No, DistributedCache tracks the caching with timestamp. cached file should not be changed during the job execution.

What is Distributed Cache in mapreduce framework?

Distributed cache is an important feature provide by map reduce framework. Distributed cache can cache text, archive, jars which could be used by application to improve performance. Application provide details of file to jobconf object to cache. Mapreduce framework would copy the specified file to data node before processing the job. Framework copy file only once for each job, and has the ability of archival. Application needs to specify the file path via http:// or hdfs:// to cache.

What is speculative execution in Hadoop?

It becomes very important when dealing with a very large cluster. Lets assume if you have thousands of machine in your cluster, and one of your data node is not performing well in comparison to others. It would degrade the over all performance of a job executed by whole cluster. Speculative execution is technique, hadoop runs multiple copies of MR task on other data nodes. Which machine would finish the execution of task, will be consider for result.

What if job tracker machine is down?

Single point failure from execution point of view.

Can we deploy job tracker other than name node?

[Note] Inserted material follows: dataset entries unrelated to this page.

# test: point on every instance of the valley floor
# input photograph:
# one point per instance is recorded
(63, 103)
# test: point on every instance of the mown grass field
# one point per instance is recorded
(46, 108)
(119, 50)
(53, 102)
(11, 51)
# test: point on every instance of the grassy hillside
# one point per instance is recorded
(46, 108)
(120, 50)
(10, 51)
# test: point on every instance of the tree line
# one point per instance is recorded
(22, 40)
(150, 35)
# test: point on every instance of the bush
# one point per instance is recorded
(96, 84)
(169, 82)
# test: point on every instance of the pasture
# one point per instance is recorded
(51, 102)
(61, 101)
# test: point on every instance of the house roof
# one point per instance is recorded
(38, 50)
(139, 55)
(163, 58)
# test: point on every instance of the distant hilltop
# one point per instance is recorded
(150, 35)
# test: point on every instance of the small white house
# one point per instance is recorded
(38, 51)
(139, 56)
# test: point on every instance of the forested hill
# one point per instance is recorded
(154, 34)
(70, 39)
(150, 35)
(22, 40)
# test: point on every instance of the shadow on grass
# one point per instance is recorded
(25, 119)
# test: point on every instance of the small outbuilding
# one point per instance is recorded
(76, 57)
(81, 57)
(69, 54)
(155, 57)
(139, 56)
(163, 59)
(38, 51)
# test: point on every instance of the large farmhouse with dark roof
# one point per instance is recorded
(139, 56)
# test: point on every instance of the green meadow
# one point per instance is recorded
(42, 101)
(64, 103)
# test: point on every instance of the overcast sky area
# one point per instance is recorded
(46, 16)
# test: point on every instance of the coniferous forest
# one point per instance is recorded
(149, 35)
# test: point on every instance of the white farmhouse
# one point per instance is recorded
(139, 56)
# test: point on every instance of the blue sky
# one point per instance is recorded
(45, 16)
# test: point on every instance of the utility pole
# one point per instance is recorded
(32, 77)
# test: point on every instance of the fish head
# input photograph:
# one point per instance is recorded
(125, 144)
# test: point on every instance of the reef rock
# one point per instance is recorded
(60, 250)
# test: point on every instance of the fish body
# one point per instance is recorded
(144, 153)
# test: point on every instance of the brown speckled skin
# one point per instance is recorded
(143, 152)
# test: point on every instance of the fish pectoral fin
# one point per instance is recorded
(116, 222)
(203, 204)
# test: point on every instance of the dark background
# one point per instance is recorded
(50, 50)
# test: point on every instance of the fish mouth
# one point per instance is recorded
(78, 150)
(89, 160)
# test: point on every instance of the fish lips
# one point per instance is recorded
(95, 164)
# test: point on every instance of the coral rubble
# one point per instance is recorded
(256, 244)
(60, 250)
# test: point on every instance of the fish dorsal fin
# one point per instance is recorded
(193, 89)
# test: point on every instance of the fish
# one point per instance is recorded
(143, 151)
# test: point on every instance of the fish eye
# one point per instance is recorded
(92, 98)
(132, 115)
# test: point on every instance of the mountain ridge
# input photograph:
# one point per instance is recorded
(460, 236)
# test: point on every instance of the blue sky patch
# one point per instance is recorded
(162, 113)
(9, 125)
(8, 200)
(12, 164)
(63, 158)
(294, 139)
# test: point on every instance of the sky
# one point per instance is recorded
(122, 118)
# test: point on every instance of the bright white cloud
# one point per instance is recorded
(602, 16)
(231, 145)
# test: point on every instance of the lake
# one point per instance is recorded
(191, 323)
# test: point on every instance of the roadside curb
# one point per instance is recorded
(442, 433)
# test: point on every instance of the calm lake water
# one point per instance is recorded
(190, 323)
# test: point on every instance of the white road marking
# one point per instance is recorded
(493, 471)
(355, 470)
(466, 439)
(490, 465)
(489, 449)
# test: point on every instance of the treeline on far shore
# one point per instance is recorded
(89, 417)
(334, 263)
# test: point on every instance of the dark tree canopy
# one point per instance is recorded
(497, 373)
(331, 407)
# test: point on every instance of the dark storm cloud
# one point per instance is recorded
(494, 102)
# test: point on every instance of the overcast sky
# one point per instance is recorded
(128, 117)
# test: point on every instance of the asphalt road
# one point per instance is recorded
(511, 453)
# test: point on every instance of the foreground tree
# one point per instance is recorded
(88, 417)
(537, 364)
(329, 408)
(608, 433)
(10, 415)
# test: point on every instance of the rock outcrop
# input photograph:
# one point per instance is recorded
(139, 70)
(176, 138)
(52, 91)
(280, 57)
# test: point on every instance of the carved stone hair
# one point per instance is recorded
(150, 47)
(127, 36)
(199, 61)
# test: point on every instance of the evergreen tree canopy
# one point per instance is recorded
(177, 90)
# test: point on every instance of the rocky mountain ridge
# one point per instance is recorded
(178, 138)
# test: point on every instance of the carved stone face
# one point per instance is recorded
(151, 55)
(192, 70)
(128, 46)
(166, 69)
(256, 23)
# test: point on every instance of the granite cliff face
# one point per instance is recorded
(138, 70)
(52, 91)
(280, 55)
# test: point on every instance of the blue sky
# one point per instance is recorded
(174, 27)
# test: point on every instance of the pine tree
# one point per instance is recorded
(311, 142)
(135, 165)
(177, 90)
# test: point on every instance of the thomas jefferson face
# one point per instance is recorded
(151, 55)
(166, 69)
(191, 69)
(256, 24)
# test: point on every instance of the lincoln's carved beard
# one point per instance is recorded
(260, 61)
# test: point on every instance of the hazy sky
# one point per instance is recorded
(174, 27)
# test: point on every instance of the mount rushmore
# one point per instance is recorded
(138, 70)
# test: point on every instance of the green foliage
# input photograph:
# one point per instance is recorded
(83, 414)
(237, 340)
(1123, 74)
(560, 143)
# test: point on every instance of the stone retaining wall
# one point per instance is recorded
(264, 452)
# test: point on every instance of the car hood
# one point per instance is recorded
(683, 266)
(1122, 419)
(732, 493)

Yes, in production it is highly recommended. For self development and learning you may setup according to your need.

What is a task tracker?

Task tracker is actual component which deployed the mapreduce jar on data nodes and responsible to execute the task given to mapreduce. It continuously executes the task and send updated report to job tracker.

What is a job tracker?

Job tracker is a background service executed on namenode for submitting and tracking a Job. Job in hadoop terminology refers to mapreduce jobs. It further break up the job into tasks. Which would be deployed every data node holding the required data. In a Hadoop cluster, Job tracker is master and task acts like child, acts, performs and revert the progress to job tracker through heartbeat.